The aim of this research was to produce low-density bark-based panels and to clarify whether bark, especially pine bark (Pinus sylvestris), is suitable as an insulation material.

Materials and Methods

Material for the investigation

The bark for the current study was collected in a small Upper Austrian softwood sawmill. According to the sawmill owner, the wood species is 90 percent common pine (Pinus sylvestris), 5 percent spruce (Picea abies), and 5 percent fir (Abies alba).

Sample taking was carried out following the method developed by Paper Wood Austria (2009) for industrial wood chips acceptance. Bark chips were taken from the upper layer of the bark pile at several spots and were withdrawn at an approximate depth of 30 cm to avoid changing effects at the boundary layer. The bark was subsequently dried with a vacuum dryer from an initial MC of 100 percent to a final MC of 5.8 percent.

Bulk density and densification properties of bark

During panel production, particles are resonated and then pressed in a hot press where the particle–resin mixture gets compressed. Therefore a minimum board density is necessary in order to guarantee proper interparticle contact during the pressing process.

For insulation panels where low densities are required in order to achieve low thermal conductivity (Kain et al. 2012), the bulk density of the bark particles has to be known when defining panel density. Moreover bark particles also could be used as a blow-in insulation material, whose thermal conductivity is lower when the bulk density is low.

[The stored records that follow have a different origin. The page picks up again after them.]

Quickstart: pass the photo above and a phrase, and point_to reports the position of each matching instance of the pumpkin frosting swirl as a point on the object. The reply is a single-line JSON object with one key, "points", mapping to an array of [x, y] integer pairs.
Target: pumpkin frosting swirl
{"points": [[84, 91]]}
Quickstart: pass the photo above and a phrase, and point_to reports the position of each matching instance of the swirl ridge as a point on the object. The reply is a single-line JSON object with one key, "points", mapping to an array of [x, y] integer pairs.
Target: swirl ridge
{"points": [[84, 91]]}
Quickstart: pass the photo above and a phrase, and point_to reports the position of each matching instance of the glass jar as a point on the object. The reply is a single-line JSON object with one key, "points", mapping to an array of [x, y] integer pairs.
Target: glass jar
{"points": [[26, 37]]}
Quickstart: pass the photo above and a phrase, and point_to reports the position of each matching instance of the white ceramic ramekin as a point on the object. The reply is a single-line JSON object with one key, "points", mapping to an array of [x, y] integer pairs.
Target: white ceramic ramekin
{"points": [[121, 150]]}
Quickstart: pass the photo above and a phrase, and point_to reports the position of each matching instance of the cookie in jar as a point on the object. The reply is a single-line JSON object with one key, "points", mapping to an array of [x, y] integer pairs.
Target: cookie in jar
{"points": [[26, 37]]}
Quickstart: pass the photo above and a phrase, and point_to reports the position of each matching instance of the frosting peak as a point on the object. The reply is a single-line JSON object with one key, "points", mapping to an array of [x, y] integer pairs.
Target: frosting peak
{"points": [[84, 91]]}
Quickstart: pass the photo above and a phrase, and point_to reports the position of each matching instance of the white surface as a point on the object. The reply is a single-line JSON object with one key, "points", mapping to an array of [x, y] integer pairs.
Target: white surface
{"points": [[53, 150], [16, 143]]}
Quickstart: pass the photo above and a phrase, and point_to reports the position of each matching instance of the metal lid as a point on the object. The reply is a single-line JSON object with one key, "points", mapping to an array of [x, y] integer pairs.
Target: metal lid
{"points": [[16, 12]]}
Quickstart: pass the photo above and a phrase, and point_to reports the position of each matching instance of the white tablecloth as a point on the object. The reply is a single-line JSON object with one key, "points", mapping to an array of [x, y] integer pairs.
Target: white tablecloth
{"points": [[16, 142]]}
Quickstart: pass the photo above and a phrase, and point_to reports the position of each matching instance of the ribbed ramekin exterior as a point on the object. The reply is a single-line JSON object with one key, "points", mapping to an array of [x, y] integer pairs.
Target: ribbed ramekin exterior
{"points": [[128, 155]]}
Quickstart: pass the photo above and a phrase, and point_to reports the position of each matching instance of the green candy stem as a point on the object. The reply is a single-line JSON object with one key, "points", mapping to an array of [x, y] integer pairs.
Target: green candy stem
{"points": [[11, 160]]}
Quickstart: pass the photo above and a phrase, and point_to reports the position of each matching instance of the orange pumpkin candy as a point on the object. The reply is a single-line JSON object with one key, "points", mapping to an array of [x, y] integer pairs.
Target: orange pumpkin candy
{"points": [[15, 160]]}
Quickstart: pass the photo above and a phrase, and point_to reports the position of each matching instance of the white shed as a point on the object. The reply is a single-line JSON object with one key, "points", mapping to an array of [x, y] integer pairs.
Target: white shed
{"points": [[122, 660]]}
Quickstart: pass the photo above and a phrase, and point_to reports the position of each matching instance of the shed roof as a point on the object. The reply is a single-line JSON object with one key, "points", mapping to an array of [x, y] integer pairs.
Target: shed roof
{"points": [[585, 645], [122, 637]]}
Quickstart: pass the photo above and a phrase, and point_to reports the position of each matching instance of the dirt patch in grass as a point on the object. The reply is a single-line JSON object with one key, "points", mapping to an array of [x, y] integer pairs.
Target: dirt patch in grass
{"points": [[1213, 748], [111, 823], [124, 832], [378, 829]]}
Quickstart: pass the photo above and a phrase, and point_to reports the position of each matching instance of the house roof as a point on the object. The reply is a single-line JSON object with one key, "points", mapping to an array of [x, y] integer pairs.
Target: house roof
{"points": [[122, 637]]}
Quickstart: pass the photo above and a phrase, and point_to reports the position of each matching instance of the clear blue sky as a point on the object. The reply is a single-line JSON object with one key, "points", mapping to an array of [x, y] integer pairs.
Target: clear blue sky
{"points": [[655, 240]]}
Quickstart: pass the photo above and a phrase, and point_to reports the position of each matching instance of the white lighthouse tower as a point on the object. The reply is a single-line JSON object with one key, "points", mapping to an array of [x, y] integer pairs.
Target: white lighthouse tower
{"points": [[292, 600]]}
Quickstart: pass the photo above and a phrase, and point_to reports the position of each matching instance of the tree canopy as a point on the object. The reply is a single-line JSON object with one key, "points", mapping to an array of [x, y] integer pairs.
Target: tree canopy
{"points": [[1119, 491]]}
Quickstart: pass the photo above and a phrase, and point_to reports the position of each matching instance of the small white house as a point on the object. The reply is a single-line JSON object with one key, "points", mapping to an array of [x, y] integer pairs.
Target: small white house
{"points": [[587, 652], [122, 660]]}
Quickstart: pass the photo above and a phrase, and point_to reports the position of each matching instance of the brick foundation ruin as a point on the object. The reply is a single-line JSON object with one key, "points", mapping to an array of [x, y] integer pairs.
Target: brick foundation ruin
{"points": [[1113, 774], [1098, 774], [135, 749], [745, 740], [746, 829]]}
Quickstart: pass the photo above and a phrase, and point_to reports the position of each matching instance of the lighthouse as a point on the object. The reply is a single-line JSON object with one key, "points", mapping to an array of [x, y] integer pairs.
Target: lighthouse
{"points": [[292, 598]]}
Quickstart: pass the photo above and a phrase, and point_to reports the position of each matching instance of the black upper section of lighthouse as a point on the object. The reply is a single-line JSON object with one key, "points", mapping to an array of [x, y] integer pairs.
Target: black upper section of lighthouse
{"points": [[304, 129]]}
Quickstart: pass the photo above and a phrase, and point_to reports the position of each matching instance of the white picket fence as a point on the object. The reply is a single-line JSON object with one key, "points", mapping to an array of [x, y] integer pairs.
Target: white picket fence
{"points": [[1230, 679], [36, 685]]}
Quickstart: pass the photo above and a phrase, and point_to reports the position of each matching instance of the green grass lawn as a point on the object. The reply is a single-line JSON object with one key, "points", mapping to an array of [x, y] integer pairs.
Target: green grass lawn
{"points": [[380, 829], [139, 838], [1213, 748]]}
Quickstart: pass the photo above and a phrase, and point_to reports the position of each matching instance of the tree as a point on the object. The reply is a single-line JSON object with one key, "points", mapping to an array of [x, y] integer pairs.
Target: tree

For investigating the bulk density and the densification properties of bark, the dried material was crushed in a common disk chipper and fractionated with a sieve into three fractions (x1, x2, and x3). The particle size distribution was as follows: 45 mm > x1 ≥ 13 mm, 13 mm > x2 ≥ 8 mm, 8 mm > x3 ≥ 0 mm. The bulk density and the set were determined according to the European standard EN 15103 (Deutsches Institut für Normung [DIN] 2010). Deviating from the standard, a prismatic box with a cross section of 40 by 6 by 40 cm was used to simulate the geometry of a wall instead of a circular bin.

This box was filled to the upper edge with bark of defined particle size by loose pouring. Afterward the bulk density was determined. Subsequently the box described above was dropped 10 times from a height of 5 cm in a base frame in order to compress the loose bark particles. The density of the densified bark was then calculated, and the compression ratio was ascertained. Six independent measurements were carried out per bark fraction. Therefore the effect of particle size on the bulk density of the not densified and densified bark was tested on its statistical significance with an analysis of variance.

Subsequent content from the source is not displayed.